Managing Milk Allergies by Knowing What’s in Dairy Products
A milk allergy — an extreme response by the body’s immune system to proteins in milk — can be tricky to manage. Avoiding allergic reaction to dairy products starts with knowing what’s in your food and drink.
Cow’s milk contains many different proteins, some of which can trigger allergic reactions, A trace amount of certain proteins may be all it takes to produce hives, rashes, nausea, congestion, diarrhea, swelling in the mouth and throat, and other symptoms. Severe reactions can even lead to shock and death.
A primary protein found in milk, casein can turn up in processed foods, restaurant foods, and foods you may eat at someone’s home. Because these foods don’t always come with detailed ingredient lists, you may find it difficult to know for certain what they contain.
If you or a loved one suffers from a milk allergy, be assertive and ask for information about ingredients in the foods you’re served. If the restaurant wait staff or your hosts don’t know, ask to see package labels of foods you suspect may contain casein.
Milk residues that contain protein may inadvertently end up in other foods. For example, a spoon used to mix a bowl of pudding (made with milk) may be used to stir a pot of oatmeal, adding a trace of milk protein to the oatmeal.

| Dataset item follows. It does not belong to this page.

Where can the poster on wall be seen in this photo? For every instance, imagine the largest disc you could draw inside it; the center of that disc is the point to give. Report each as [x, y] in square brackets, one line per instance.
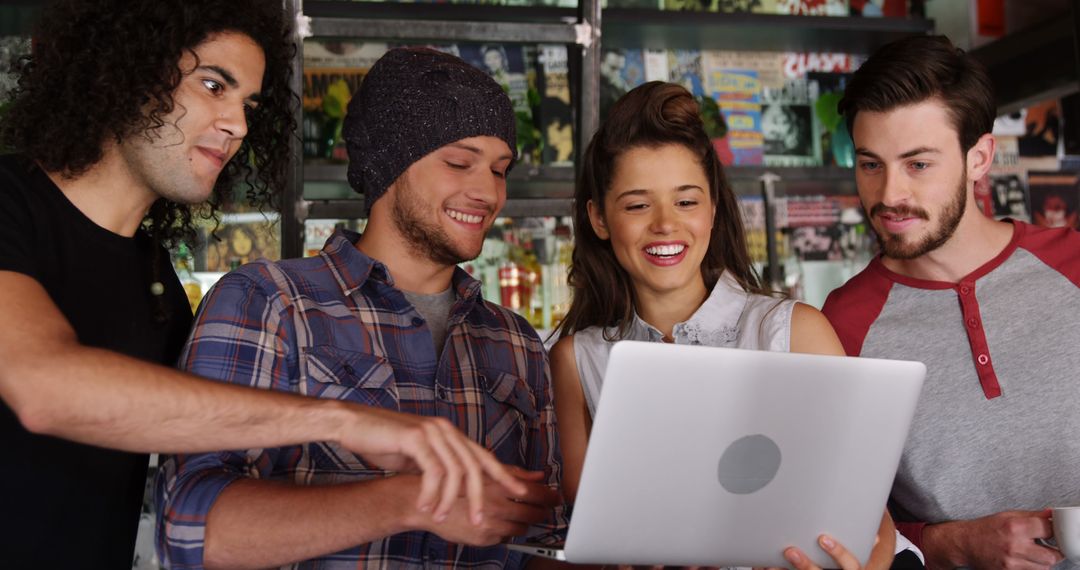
[1055, 199]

Cross-contamination also can take place during manufacturing. However, food labels are required to note when foods are prepared on shared equipment and cross contamination with an allergen is a risk. Read food labels carefully. Be aware of foods that may harbor small amounts of milk protein.
About 2.5 percent of children under the age of 3 have milk allergies, according to the American Academy of Allergy, Asthma, & Immunology. The allergy usually shows up in the first year of life. The good news is that 80 percent of children with a milk allergy outgrow it by the time they’re 16 years old.